CLOSE
x

LOVELESS gets 9/10 Frosty romance

Directed by Andrey Zvyagintsev
Starring Maryana Spivak, Aleksey Rozin, Matvey Novikov

9/10

Contrary to the film’s title, there is indeed love (romantic, sexual, and otherwise) in this film – it’s just a certain brand of love at the expense of others. The parents in Loveless demonstrate strong, affectionate, co-dependent love (for their extra-marital partners), but not for their son, who goes missing the morning after an argument between this couple on the very brink of separation.

The estranged husband and wife, Boris (Aleksey Rozin) and Zhenya (Maryana Spivak), are trying to make headway with their divorce (made tricky by the restrictive powers that be), all the while approaching each other with only nothing less than throat-grabbing hostility and teeth-clenching resentment, cocooning themselves away in the pleasures of social media and their own love affairs, and brushing off their only child, 12 year old Alyosha (Matvey Novikov), as a mere inconvenience.

When Alyosha disappears, the search for him proves to be an overwhelming act that further separates the couple rather than brings them closer together. Both actors do a tremendous job playing their increasingly hateful characters. Rozin plays a more droll and withdrawn Boris, who seems somewhat disconnected from it all as he continues to sleepwalk through his everyday life. By contrast Spivak feels like more of the emotional entre, managing to tap into a painful, yet ambiguous kind of grief, as well as her head-over-heels love for her new boyfriend (that doesn’t assuage her hatefulness).

They enlist the help of a volunteer organization that specializes in searching diligently for missing children, whose emotionally reserved and disconnected, yet selfless empathetic work seem to be the only bright sign of humanity in this vast murky area of inhumane helplessness and hopelessness.

It’s a very simple story that very simply plays out, yet there’s a nagging and resonating sense from watching this story unfold that it’s tapping into a wider culture and likely into a universal theme.

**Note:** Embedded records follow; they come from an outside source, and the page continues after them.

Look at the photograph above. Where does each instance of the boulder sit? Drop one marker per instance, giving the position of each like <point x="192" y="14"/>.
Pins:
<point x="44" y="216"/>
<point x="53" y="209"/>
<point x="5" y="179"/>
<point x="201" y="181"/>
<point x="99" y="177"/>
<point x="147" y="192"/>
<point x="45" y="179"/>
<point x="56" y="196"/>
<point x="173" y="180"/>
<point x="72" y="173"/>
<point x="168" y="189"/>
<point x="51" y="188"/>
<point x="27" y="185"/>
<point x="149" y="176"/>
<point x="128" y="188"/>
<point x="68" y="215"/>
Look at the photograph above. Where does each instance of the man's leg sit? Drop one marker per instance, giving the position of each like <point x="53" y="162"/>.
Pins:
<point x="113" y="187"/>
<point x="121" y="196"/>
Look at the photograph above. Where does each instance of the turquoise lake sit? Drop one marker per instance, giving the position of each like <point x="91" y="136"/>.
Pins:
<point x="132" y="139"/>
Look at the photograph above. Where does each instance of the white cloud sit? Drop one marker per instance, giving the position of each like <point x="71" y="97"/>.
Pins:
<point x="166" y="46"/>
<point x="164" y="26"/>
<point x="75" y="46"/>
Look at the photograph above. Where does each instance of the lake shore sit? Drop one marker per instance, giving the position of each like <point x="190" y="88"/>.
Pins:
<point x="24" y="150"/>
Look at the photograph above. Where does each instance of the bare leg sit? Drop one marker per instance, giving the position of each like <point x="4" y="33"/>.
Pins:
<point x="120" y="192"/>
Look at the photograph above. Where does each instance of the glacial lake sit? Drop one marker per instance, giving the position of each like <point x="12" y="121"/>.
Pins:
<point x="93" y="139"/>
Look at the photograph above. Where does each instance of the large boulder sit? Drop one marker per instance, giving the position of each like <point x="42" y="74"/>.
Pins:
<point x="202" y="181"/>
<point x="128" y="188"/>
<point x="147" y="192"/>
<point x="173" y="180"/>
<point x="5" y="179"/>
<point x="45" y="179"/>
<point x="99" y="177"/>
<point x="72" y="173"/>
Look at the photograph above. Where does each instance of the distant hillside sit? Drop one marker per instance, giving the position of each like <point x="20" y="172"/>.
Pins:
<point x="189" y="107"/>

Writer-director Andrey Zvyagintsev goes all-out with his devastating portrayal of this parent couple, who are clearly more interested in an easy-going self-satisfying love rather than a hard-working love – as is demonstrated when family tensions get even more fraught when the parents look for the child at Zhenya’s estranged mother’s house, showing that this selfish love-hate dynamic that ruins families is generational.

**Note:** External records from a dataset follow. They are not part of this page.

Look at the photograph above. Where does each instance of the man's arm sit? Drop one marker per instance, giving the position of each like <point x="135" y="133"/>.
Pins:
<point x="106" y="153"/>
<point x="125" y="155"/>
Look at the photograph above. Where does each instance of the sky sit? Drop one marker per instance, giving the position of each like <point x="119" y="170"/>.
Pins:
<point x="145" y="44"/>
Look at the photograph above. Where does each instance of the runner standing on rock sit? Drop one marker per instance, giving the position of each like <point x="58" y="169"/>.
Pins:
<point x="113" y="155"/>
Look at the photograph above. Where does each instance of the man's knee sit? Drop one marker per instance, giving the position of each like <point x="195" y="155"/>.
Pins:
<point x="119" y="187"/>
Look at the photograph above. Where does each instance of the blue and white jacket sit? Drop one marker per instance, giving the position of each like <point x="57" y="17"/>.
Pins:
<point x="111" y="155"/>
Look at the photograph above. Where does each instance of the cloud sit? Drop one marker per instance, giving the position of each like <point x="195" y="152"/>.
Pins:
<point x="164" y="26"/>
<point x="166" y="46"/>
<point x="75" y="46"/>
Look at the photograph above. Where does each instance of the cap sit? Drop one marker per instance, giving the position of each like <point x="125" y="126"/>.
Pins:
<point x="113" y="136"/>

As great as an intense (and intensely depressing) family drama this is, it is also technically astonishingly. Every shot is perfectly composed, with the breezy outdoor scenes really capturing the unrelenting Russian coldness, and the indoor scenes are unforgettably filmed in just enough early morning darkness to reveal only a careful amount of the characters within these scenes.

All of this, along with some well-placed dread-inducing music, adds up to a haunting film experience and a simple story that still manages to play upon the audiences’ expectations. Loveless isn’t a grueling experience, as it’s a somehow captivating look at this particular relationship in this particular part of the world – although it all feels like it’s building up to a purposeful conclusion, the real purpose is in every scene, revealing a dark aspect of selective love and hate that goes deep into the society and the individual.